Le populiste anti-islam Geert Wilders a été élu prochain Premier ministre néerlandais dans ce que les observateurs considèrent comme l’un des plus grands bouleversements politiques en Europe depuis la Seconde Guerre mondiale.
« J’ai dû me pincer le bras », a déclaré Wilders en liesse lorsque le total des votes a clairement montré qu’il était le vainqueur.

Après 25 ans au Parlement, son parti de la Liberté devrait remporter 37 sièges, bien devant son plus proche rival, une alliance de gauche.
« Le PVV ne peut plus être ignoré », a déclaré Wilders lorsqu’il est devenu évident qu’il avait remporté les élections. « Nous gouvernerons. »
La victoire de Wilders a ébranlé la politique néerlandaise et a donné un signal d’alarme à d’autres responsables politiques européens.
Wilders a fait campagne en promettant d’être « Premier ministre pour tous », mais pour y parvenir, il devra persuader les membres d’autres partis de former une coalition.
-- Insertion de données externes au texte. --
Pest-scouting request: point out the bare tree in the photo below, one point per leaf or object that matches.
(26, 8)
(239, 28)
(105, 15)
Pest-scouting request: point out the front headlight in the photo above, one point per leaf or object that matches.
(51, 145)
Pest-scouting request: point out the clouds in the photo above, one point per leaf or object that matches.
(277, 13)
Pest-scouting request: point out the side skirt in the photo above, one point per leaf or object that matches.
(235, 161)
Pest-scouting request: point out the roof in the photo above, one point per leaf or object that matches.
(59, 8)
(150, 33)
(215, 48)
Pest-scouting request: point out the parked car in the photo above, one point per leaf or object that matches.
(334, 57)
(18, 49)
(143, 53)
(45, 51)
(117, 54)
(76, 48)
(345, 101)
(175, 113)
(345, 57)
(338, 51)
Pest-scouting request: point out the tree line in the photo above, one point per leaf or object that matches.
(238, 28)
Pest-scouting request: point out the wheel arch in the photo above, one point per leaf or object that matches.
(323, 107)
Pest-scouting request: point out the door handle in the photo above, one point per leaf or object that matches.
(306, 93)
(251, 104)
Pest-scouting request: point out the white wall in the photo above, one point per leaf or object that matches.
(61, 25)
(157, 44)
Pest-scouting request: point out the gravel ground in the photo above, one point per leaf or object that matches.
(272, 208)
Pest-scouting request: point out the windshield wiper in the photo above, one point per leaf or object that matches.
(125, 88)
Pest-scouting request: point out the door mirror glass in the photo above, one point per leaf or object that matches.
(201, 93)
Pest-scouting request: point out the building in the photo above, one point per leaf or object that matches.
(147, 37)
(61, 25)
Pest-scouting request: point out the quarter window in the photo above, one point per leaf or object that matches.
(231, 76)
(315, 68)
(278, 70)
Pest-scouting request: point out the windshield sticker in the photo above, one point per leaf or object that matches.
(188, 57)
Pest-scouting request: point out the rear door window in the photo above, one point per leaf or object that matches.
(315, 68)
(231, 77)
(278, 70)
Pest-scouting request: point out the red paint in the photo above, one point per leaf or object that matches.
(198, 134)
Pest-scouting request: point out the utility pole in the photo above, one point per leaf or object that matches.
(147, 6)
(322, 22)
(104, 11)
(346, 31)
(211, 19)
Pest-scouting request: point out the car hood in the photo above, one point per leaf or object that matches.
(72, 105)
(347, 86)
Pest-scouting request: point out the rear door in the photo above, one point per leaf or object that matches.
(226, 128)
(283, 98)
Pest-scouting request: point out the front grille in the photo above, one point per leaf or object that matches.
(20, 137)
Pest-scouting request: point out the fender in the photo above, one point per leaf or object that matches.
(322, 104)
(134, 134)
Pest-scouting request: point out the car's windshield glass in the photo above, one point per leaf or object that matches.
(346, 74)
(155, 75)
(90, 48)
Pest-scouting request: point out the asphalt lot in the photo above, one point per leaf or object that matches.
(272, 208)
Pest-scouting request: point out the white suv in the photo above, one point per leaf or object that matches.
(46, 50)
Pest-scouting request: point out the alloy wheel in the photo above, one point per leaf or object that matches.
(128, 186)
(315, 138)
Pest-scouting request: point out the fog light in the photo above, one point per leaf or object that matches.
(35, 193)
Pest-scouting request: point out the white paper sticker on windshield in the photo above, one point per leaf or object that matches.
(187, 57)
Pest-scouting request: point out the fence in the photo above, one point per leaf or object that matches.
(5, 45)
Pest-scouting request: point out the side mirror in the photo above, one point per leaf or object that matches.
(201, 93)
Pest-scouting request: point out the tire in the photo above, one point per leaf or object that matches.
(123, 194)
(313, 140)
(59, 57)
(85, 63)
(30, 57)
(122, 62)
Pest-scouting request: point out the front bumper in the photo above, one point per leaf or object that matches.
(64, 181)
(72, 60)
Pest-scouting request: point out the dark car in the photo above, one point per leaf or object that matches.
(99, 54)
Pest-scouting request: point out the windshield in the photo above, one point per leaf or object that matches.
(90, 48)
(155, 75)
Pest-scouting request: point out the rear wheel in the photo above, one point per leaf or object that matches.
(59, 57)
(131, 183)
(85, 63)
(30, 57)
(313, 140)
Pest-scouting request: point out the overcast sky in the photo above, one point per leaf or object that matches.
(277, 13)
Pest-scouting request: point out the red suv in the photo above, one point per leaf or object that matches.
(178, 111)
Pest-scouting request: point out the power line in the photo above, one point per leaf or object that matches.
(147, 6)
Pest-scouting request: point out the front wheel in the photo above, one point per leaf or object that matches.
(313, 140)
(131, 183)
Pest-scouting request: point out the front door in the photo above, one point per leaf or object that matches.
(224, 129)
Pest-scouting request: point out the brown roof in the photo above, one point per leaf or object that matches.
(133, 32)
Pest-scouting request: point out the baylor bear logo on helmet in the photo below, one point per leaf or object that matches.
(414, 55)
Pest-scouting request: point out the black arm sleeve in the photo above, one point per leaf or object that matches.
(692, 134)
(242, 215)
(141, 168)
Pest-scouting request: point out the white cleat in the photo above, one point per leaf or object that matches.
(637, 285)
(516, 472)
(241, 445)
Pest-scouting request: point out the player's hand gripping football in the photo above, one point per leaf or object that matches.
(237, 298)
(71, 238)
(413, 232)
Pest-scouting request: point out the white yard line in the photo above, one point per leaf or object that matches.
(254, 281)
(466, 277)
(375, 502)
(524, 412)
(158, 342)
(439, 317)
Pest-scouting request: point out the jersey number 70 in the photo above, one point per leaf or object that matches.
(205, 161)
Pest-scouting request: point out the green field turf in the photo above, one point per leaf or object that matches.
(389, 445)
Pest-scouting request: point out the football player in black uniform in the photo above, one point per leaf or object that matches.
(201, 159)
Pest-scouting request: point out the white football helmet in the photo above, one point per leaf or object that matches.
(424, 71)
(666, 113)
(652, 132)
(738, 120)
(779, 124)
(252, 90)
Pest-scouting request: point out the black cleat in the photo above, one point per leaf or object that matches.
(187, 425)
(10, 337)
Pour gouverner avec une majorité, il veut remporter 76 des 150 sièges du Parlement.
À l’instar d’autres dirigeants populistes dans le monde, notamment Donald Trump aux États-Unis et le Premier ministre hongrois Viktor Orbán, Wilders, 60 ans, a savamment capitalisé sur les frustrations des électeurs privés de leurs droits qui prétendent se sentir ignorés et ignorés, et a utilisé des tactiques similaires à celles des autres. des autocrates d’extrême droite pour exploiter la frustration généralisée concernant la migration en promettant qu’il fermerait les frontières.
Il a renoncé à sa menace d’interdire le Coran, une promesse qu’il avait faite à plusieurs reprises au cours de sa campagne électorale.
Il était d’humeur combative lors d’un discours de victoire : « Nous voulons gouverner et. nous gouvernerons », a-t-il déclaré d’un ton de défi. « un énorme compliment mais une énorme responsabilité aussi. »
La marge de victoire de Wilders pourrait changer la position de trois autres partis qui avaient déclaré avant les élections qu’ils ne formeraient pas de coalition gouvernementale avec le leader nationaliste en raison de ses positions d’extrême droite sur l’immigration, la liberté religieuse et d’autres questions clés.
Les observateurs ont qualifié de « massive » et de « choquante » la victoire sur le Parti travailliste de centre-gauche et la Gauche verte, qui devaient remporter 26 sièges contre 37 prévu par Wilders.
Wilders a directement appelé ses rivaux à travailler ensemble et, compte tenu de l’ampleur de la victoire de Wilders, ils n’auront peut-être pas beaucoup de choix.
Les Pays-Bas sont l’un des quatre membres fondateurs de l’Union européenne, donc une forte victoire d’un candidat ultra-conservateur comme Wilders est susceptible d’envoyer une onde de choc à travers l’Europe, qui a fondé l’UE sur la base de la coopération.
Les dirigeants nationalistes de toute l’Europe ont été ravis du résultat et ont félicité Wilders pour son accomplissement. La chef du Rassemblement national français, Marine Le Pen, a déclaré que l’élection de Wilders « confirme l’attachement croissant à la défense des identités nationales ».
Wilders a parlé d’organiser un référendum pour quitter l’UE, le qualifiant de « Nexit », reflétant le terme « Brexit », qui est la manière dont les gens désignent la sortie de la Grande-Bretagne de l’UE. Il a reconnu que le public n’est guère désireux de le faire dans l’immédiat.
Tout en faisant campagne sur la question, Wilders a mis un terme à sa rhétorique anti-musulmane dans les semaines qui ont précédé les élections, affirmant qu’il y avait des problèmes plus urgents à résoudre et qu’il avait « mis au réfrigérateur » sa politique d’interdiction des mosquées et des écoles islamiques.